When Brent Anderson was at UCSB he sang in the ensemble known as Schubertians, singing classical lieder. And while his career path took him into insurance and finance, he still yearned for the power of song, something at the same time more challenging than 18th century classical vocal works and less rarified.
His answer would be barbershop quartet.
“To be a solo singer is one thing, but to blend and harmonize with three other people is another, very complex, thing,” he says. “When I first discovered barbershop I thought it was fun. But then I discovered it was as challenging as anything I’d ever sung.” He quotes rock musician Ben Folds, who called barbershop the “black belt of vocal jazz.”
Mr. Anderson’s quartet Pacific Sound returns for its annual – since 1999 – fundraiser concert “Postcards Through Time” at the New Vic this Saturday, and it is bringing other proponents of the classically American sound to share the stage.
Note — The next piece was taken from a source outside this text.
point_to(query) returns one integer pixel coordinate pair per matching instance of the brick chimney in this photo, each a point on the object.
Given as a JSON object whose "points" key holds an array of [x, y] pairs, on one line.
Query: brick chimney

Along with Pacific Sound, the line-up includes the all-female Carpe Diem, a newly formed ensemble who are heading off to this year’s Sweet Adeline competition. (Yes, there are state, nationals and internationals for barbershop groups, and America counts around 900 groups in total).
Rounding out the evening will be a new mixed-voice quartet called Ready Willing and Mabel, who will be backed by a 20-piece, red fez and bowtie-wearing big band called the Rockin’ Moroccans. You could say this is a genre with a sense of humor.
“People still think of it as an old man’s type of thing,” Mr. Anderson says. “And maybe across the nation the average age of barbershop is 50-55. But all the stuff that’s out there like American Idol and various singing contests, the fastest growing demographic is 19-29.” In fact two of the men in his group are in their mid-20s, both graduate students at UCSB.
Those two, Max Fisch and Michael Gaultois, loved the experience so much that they brought in six more members from their colleagues at the university.
In terms of music theory, it is the barbershop harmonies’ lack of dissonance and constant resolution of the chord that makes it pleasant to the ear. But it’s also the lack of dissonance that ages it – jazz introduced a universe of minor-sevenths, and more to the twentieth century, and we’re still feeling the shockwaves.
Yet, the thrill of those magical harmonies continues today. University groups regularly take current pop and rock hits and re-arrange them for a cappella delivery, from Adele’s “Rolling in the Deep” to Guns ‘n Roses’ “Sweet Child O’ Mine.” The art form is healthy, no doubt.
Saturday’s concert is more of a nostalgia trip than a rock show, however, and will appeal to those who love the sound of yesteryear. But in a venue like the New Vic, the sound promises to be as overwhelming as it was 100 years ago.
“I have learned so much more about music now in barbershop than I did in (classical chorus),” he says. “Most people who come to barbershop come to it from another style of music. Maybe that’s high school chorus, or classical, or vocal. Barbershop is easy to listen to and enjoy.”
Postcards Through Time
When: 2 p.m. and 7:30 p.m. Saturday
Where: The New Vic, 33 W. Victoria St.
Information: 800-353-1632, www.pacificsoundchorus.org.